Figure 1:

Full-length antibody biopharmaceuticals continue to capture significant market due to their validated effectiveness as specific therapeutics. However, more recently it has been recognized that full-length antibodies may not always be necessary because antibody fragments can provide opportunity for new therapeutics with less complicated, higher-yielding production processes such as Escherichia coli and yeast microbial systems. For full-length antibodies, the downstream processing is facilitated by use of protein A–based affinity adsorbents for capture and initial purification; however there has been a lack of a similar specific adsorbent for the capture and initial purification of antibody fragments.

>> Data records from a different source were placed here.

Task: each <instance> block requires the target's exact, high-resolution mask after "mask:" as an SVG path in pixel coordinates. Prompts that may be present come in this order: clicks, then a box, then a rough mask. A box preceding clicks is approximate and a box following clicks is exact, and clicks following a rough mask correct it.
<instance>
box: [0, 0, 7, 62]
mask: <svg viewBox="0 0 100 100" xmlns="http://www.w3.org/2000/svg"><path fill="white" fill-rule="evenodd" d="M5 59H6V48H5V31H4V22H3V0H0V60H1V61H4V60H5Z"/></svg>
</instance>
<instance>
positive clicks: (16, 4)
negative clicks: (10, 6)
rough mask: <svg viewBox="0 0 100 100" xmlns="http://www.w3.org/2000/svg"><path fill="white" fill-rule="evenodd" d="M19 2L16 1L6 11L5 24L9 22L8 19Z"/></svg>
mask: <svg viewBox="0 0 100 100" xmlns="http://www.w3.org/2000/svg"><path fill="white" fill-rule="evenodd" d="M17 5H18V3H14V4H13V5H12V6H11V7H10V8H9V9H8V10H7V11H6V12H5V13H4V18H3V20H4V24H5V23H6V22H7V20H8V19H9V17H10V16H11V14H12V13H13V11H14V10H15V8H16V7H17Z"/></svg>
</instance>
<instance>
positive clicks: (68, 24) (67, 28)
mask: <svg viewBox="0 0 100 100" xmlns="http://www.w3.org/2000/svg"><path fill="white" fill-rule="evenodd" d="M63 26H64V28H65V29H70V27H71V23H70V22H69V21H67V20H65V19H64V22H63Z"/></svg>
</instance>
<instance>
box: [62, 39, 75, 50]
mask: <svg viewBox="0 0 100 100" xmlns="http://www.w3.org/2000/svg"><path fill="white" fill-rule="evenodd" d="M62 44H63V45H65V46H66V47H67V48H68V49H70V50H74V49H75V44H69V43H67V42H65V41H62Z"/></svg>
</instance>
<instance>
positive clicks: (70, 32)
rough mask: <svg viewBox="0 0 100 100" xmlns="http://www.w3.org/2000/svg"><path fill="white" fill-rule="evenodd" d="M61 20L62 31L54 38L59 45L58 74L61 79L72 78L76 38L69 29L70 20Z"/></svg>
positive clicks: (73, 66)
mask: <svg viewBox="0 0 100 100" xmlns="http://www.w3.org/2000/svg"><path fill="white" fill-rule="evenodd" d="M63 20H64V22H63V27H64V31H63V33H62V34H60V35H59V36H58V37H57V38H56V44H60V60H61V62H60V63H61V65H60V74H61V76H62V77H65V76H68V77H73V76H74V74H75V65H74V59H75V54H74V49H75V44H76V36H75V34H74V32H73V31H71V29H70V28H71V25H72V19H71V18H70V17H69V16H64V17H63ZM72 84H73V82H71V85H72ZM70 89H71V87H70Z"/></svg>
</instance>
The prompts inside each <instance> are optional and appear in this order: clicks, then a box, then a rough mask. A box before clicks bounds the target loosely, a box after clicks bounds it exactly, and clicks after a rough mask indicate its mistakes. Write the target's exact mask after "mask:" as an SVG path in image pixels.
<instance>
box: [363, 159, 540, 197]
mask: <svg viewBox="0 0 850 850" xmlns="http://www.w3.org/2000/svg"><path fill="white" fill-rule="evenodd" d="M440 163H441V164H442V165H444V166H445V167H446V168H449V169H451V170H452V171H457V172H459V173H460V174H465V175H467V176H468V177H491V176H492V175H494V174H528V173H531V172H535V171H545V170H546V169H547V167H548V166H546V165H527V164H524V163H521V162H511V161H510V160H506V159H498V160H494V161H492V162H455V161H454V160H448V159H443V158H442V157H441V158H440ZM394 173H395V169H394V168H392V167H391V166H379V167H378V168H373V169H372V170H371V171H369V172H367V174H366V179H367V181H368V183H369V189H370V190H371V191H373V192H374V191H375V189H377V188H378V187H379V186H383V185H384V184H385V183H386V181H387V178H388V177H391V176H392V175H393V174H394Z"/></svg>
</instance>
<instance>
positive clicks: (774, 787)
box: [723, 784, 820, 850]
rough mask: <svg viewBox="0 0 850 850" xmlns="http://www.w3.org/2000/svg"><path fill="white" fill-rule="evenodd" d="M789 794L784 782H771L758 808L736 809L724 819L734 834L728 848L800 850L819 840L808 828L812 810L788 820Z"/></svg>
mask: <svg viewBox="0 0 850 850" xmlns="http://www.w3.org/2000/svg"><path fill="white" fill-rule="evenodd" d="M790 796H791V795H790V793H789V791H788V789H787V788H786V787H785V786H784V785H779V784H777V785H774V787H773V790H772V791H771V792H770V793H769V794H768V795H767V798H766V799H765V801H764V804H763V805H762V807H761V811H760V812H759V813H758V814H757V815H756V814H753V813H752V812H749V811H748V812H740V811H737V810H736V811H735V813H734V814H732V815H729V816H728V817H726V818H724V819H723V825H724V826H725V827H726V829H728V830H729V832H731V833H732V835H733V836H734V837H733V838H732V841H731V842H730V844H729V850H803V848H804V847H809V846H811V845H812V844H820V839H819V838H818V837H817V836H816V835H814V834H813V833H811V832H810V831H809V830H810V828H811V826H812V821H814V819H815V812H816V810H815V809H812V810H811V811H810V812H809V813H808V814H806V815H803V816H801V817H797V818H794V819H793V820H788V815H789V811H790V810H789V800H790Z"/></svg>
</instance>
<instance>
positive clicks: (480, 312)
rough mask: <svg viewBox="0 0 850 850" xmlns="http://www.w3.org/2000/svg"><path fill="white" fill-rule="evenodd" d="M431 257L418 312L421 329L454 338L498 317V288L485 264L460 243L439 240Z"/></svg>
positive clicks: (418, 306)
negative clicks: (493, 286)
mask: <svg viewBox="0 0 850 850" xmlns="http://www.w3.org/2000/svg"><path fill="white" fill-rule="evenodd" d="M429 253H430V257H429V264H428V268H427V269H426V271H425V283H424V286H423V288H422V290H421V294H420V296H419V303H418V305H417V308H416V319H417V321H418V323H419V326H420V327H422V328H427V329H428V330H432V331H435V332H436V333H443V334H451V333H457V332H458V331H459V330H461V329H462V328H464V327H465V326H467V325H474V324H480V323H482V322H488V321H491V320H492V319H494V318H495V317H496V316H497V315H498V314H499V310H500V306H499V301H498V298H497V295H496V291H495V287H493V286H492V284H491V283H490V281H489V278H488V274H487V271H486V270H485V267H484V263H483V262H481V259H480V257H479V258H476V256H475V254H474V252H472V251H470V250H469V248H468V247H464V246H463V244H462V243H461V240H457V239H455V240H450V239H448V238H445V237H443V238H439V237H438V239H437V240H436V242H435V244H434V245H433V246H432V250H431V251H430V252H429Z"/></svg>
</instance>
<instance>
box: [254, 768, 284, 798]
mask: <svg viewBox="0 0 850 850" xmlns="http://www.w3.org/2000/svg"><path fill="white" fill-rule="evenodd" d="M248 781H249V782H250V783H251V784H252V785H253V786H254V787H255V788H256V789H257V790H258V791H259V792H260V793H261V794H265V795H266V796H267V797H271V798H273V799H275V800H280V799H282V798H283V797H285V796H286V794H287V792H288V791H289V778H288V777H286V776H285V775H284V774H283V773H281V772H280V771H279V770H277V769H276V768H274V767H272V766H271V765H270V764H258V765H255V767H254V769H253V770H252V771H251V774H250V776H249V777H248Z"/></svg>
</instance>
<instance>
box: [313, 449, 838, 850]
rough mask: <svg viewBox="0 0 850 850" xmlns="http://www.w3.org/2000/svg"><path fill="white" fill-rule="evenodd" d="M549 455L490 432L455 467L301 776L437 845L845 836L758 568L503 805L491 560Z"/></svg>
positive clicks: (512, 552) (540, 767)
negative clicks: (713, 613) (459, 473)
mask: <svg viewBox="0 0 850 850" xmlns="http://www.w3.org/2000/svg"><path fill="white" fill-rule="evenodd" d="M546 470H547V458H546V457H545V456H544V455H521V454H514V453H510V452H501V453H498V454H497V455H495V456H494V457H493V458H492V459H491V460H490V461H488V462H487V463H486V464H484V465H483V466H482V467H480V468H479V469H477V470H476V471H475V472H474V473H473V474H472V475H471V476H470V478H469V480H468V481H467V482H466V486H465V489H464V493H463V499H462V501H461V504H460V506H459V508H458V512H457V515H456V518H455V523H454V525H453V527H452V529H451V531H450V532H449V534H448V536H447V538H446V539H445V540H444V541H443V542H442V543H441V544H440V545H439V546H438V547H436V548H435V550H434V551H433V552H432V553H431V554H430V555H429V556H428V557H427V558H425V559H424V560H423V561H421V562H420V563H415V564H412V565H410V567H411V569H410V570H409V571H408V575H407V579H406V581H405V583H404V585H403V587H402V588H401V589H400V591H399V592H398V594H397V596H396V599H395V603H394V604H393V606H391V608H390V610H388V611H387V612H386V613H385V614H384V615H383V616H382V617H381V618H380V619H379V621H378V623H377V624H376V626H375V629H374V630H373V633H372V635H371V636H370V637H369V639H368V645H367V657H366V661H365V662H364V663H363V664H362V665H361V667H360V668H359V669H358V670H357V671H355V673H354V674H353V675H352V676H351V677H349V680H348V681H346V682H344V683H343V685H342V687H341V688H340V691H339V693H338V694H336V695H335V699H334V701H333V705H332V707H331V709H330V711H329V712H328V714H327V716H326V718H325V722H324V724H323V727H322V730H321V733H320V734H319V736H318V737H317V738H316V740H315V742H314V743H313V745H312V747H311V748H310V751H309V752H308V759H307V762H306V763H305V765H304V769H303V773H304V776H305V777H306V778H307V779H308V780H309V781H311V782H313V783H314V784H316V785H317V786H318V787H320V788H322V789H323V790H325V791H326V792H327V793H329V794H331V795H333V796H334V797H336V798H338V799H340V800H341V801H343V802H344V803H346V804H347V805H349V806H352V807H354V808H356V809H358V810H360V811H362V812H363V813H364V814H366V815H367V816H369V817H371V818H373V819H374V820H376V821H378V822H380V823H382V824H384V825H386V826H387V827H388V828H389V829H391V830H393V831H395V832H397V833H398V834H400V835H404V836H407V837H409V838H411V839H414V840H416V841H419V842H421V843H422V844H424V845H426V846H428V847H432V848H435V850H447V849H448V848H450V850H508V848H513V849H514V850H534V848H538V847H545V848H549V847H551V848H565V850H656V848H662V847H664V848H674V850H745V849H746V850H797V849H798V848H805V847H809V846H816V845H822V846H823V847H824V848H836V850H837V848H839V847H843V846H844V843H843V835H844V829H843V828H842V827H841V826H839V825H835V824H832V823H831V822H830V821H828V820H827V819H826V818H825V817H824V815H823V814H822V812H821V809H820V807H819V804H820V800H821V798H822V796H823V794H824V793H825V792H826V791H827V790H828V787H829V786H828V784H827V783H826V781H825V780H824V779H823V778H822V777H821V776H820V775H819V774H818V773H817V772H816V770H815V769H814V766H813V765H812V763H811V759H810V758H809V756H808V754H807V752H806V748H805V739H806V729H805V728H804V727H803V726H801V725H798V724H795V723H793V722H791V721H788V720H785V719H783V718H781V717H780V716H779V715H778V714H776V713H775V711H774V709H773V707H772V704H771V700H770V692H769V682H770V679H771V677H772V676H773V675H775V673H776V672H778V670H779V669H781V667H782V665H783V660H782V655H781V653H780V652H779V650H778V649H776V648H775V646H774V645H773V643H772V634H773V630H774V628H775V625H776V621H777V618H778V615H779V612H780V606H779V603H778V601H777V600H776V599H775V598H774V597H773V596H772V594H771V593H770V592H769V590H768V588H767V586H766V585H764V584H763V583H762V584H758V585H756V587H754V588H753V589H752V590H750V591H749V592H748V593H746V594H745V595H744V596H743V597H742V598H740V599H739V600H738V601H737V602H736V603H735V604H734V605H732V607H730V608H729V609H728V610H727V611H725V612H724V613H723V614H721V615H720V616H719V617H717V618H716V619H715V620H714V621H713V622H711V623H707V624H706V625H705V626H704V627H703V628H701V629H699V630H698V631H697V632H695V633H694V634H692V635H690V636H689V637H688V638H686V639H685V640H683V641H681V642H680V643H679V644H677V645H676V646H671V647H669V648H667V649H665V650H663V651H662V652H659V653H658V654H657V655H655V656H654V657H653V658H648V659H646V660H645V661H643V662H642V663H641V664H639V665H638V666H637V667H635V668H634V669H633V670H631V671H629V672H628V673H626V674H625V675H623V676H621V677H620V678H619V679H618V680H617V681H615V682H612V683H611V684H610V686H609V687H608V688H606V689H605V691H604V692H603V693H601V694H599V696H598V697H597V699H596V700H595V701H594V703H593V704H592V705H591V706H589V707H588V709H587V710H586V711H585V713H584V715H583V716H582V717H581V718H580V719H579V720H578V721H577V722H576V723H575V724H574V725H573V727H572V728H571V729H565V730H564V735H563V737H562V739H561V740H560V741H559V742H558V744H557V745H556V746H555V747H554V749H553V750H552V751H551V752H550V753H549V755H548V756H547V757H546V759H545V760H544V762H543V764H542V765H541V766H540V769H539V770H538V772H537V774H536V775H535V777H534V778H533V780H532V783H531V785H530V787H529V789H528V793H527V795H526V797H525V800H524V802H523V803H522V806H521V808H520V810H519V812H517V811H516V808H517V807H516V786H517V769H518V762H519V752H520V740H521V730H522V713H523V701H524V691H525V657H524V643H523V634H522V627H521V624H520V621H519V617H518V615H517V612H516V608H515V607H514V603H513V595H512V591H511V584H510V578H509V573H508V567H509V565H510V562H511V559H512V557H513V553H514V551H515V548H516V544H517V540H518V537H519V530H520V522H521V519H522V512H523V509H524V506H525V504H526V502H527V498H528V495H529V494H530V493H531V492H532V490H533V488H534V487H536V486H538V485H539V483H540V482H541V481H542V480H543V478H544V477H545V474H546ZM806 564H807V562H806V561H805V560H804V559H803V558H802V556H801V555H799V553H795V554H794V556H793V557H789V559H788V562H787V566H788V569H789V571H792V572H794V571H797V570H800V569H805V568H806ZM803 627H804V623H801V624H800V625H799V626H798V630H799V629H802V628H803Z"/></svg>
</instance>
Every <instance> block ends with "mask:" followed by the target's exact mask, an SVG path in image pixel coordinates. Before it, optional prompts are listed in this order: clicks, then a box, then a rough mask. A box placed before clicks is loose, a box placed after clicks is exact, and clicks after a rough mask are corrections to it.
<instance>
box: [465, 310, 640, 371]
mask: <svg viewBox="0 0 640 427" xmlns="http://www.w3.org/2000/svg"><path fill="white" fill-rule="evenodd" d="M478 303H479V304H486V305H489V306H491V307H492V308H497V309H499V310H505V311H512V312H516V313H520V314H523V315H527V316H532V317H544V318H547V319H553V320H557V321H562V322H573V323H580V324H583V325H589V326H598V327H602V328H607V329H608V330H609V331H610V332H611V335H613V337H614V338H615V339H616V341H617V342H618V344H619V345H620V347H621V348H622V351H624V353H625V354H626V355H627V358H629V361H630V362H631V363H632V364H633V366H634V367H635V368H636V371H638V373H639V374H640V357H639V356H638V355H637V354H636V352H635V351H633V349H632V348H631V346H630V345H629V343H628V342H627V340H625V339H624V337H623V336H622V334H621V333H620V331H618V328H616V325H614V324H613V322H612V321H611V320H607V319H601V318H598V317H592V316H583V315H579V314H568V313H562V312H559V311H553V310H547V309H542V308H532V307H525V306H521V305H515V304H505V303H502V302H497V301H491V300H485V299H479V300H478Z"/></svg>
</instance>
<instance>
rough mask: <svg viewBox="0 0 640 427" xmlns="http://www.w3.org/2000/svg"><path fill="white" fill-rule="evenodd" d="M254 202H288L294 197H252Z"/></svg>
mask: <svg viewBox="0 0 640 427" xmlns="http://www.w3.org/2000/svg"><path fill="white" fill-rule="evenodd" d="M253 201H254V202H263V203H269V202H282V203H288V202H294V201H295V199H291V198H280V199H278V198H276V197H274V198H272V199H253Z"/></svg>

A synthetic ligand capable of binding to the light-chain binding site of antibodies was identified by screening of chemical combinatorial ligand libraries. The resulting adsorbent, Fabsorbent™ F1P HF, is effective for capture and initial purification of antibody fragments from a variety of sources.

Introduction

Fabsorbent™ F1P HF is a synthetic-ligand light-chain binding adsorbent that can be used as a superior alternative to Protein L for the capture and purification of antibody fragments including monovalent antibody fragments (e.g. Fab, scFv), engineered antibody variants, and single-domain antibodies. Fabsorbent F1P HF binds to both kappa (κ) and lambda (λ) light chains of IgG — unlike Protein L ligand adsorbent, which binds only to the κ light chain of the antibody molecule.

This application note describes the purification of a recombinant VL domain antibody, the smallest antigen-binding fragment expressed in E. coli antibody directly from cell lysate.

Materials and Methods

Recombinant VL domain antibody from cell culture lysate (adjusted to pH 8.0) was captured by chromatography on Fabsorbent F1P HF (1 × 2.5-cm column), equilibrated with 25 mM Tris–HCI (pH 8.0) buffer connected to a chromatography workstation. The residence time of the applied sample on the column was three minutes. Bound protein was eluted with 50 mM sodium citrate (pH 3.0) buffer. The column was cleaned with 0.5 M NaOH.

Fractions from the column were analyzed by SDS-PAGE using a 4–12% gradient Bis–Tris SDS-PAGE from Invitrogen and by gel-permeation chromatography using a TSK Gel Super SW3000 column from Tosoh Biosciences developed at a flow rate of 0.3 mL/min with detection at 280 nm. Total protein was determined with a Bradford assay, and host-cell proteins were measured using a commercial E. coli HCP ELISA Kit from Cygnus Technologies.

Results

Figure 1 illustrates the purification of recombinant VL domain antibody using Fabsorbent F1P HF. Most bound protein eluted as a sharp peak, with a small shoulder at the leading edge of the peak.

Figure 1: ()

Analysis of the column fractions by SDS-PAGE indicates that most host-cell related impurities flow through the Fabsorbent F1P HF column. The elution fraction contains concentrated target protein with some minor impurities (Figure 2). Purity of the eluted fraction was further assessed by analytical gel-permeation chromatography (Figure 3).

Figure 2: ()

Figure 3: ()

The concentration of VL domain antibody in crude cell lysate was 0.5 mg/mL, representing 11% of the total protein applied onto the column. Recovery of the target protein in the elution fraction was 98% of the applied protein, indicating that Fabsorbent F1P HF provides high recoveries of the light-chain–containing antibody domain fragments. Additionally, a 98% HCP reduction was obtained in the elution fraction containing the target protein. The dynamic binding capacity of the adsorbent for this VL domain antibody is >9 g/L.

Conclusions

Fabsorbent F1P HF is an alternative to protein L–based adsorbents for the capture and purification of engineered light-chain–containing antibody domain fragments. It has superior binding capacity and provides good clearance of host-cell–related impurities, and elution of the bound protein by pH makes this adsorbent ideally suited for process scale applications.